Drovers travelled for weeks bringing cattle down from as far as Scotland and the north of England, heading into London along what is now Holloway Road, Upper Street and St John’s Street. They’d stop at inns along the way, particularly around Angel where the animals were left to graze so they could be fattened up before being sold off at Smithfield.

But as the livestock market grew in size and significance, bringing animals along the built-up streets caused much disruption and drew complaints from residents. Daniel Defoe referred to the livestock market in 1726 as “without question, the greatest in the world.” Between 1740 and 1750 the average yearly sales at Smithfield were reported to be around 74,000 cattle and 570,000 sheep.

Charles Dickens criticised the location of a livestock market in the heart of the capital in his 1851 essay, A Monument of French Folly, comparing it to the French market outside Paris at Poissy:

“Of a great Institution like Smithfield, [the French] are unable to form the least conception. A Beast Market in the heart of Paris would be regarded an impossible nuisance. Nor have they any notion of slaughter-houses in the midst of a city. One of these benighted frog-eaters would scarcely understand your meaning, if you told him of the existence of such a British bulwark.”

Open air Smithfield Market in 1855 – just before it was moved to Caledonian Road

Following the complaints, 1852 Smithfield Market Removal Act was passed and London’s main livestock was market to an area off Caledonian Road (The Metropolitan Cattle Market), to the north of Smithfield.
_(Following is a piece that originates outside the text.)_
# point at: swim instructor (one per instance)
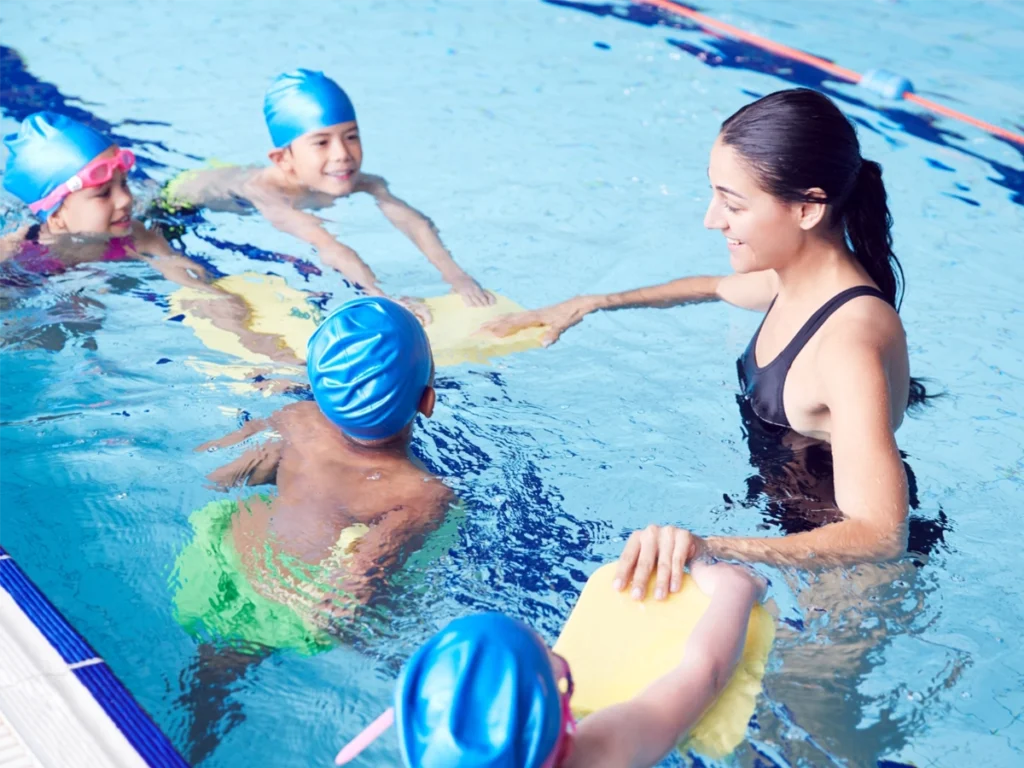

But Smithfield didn’t completely lose its links with supplying food to the capital as a wholesale market for cut meat was established in new buildings, permission being granted through an Act of Parliament in 1860. Designed by City Architect, Sir Horace Jones, work was carried out between 1866 and 1868 to create a vast cathedral-like structure of ornamental cast iron, stone, Welsh slate and glass.

The Grade II listed main wings (still known as East and West Market) were separated by the Grand Avenue, a wide roadway roofed by an elliptical arch with decorations in cast iron. It’s through this passage I used to walk from Farringdon Tube station to work every day, often having to step over discarded chicken wings and streams of blood from other off cuts of meat.

Central Market is still a bustling meat market, trading between 4am and 12 noon every weekday. Walking through this area at 8am in the morning, as I often did, can be quite a surreal experience – with hard core night clubbers from Fabric (housed in a former cold store, incidentally) drinking alongside butchers wearing their blood-stained whites in pubs that keep strange hours to cater for the market workers.


Central Market – still bustling on weekday mornings

But while Central Market is itself threatened with closure and re-development given the impracticalities of delivery lorries driving into grid-locked central London, the Henderson proposal that Save Britain’s Heritage opposes is immediately to the west of the still-used meat market.

The General Market was built between 1879 and 1883 for the sale of fruit and vegetables. And, later, a further block consisting of two separate structures, the Fish Market and the Red House (one of the first cold stores to be built outside the London docks and remained in use until the 1970s), was built between 1886 and 1899.


The Red House – pioneering cold store used to the 1970s


General Market – left to the elements

These buildings may look tatty at the moment because they’ve been left to the elements, but in my opinion they are just as splendid as Central Market and should be saved.

Being so near to the Crossrail development, you can see why keen Henderson is keen to develop the area – once this important rail link is complete, office prices will go through the roof and they will make a small fortune from tenants.

The proposal looks set to come before City planners this summer, so the fight is not over yet. If the scheme from Save Britain’s Heritage is financially viable, then it should be given a fair hearing – it could be the only way to save this important part of Britain’s market heritage.